First, I am first initializing model parameters, and predicting some input data on it.
pred = learner(adapt_data)
loss = loss_fn(pred, adapt_labels)
grad = torch.autograd.grad(loss, learner.parameters())
new_weight = list(map(lambda p: p[1] - 0.4*p[0], zip(grad, learner.parameters()))) # theta' = theta - alpha*grads
Now, I want to make use of these new_weights to predict on evaluation data without updating them in the model learner().
pred_val = learner(eval_data, new_weight)
But, this obviously won’t work as learner() takes only 1 argument (2, if we consider self). How should I work around this problem?
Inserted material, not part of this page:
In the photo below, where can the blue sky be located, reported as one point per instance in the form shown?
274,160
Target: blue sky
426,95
One way I could think of was to make use of deepcopy(learner) to replicate the model and update the parameters of the new model, say new_learner(). But, the problem is, I can’t make use of loss.backward() or opt.step() as it will update the original model.
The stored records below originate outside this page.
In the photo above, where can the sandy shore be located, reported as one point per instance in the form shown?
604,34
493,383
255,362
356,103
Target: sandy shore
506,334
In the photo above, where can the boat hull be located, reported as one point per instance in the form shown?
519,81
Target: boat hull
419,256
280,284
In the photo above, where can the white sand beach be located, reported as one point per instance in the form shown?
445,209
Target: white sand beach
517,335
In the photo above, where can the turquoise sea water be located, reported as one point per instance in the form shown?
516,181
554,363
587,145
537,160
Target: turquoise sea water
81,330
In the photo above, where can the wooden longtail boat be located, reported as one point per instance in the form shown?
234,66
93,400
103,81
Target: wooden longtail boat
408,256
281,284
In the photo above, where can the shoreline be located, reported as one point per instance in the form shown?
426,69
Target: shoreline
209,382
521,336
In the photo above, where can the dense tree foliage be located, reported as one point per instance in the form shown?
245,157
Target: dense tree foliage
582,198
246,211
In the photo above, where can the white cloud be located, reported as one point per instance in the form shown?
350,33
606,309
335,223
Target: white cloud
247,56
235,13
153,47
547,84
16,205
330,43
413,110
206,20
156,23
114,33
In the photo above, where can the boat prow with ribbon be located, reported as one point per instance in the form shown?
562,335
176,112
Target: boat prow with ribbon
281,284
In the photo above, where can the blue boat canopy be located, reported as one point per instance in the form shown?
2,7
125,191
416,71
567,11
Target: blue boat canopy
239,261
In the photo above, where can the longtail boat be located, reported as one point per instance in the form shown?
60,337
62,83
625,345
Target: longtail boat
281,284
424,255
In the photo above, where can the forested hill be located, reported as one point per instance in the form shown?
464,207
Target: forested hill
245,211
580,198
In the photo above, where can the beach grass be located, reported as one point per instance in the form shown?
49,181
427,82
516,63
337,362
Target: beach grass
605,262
So, I tried something like this. I am not sure if this is correct, so do feel free to correct me in case it is a wrong practice.
I made a deepcopy of the original model. Let’s call it new_learner(). Similar to what I have done above, I computed the new weights in a variable new_weight. Now, I am made use of this to update without making use of opt.step():
with torch.no_grad():
for i, (name, params) in enumerate(new_learner.named_parameters()):
params.copy_(new_weight[i])
Now, once I evaluate this new_learner on eval_data, I am deleting it using del new_learner
Next, I am using the loss generated from the prediction to update the original model’s weights.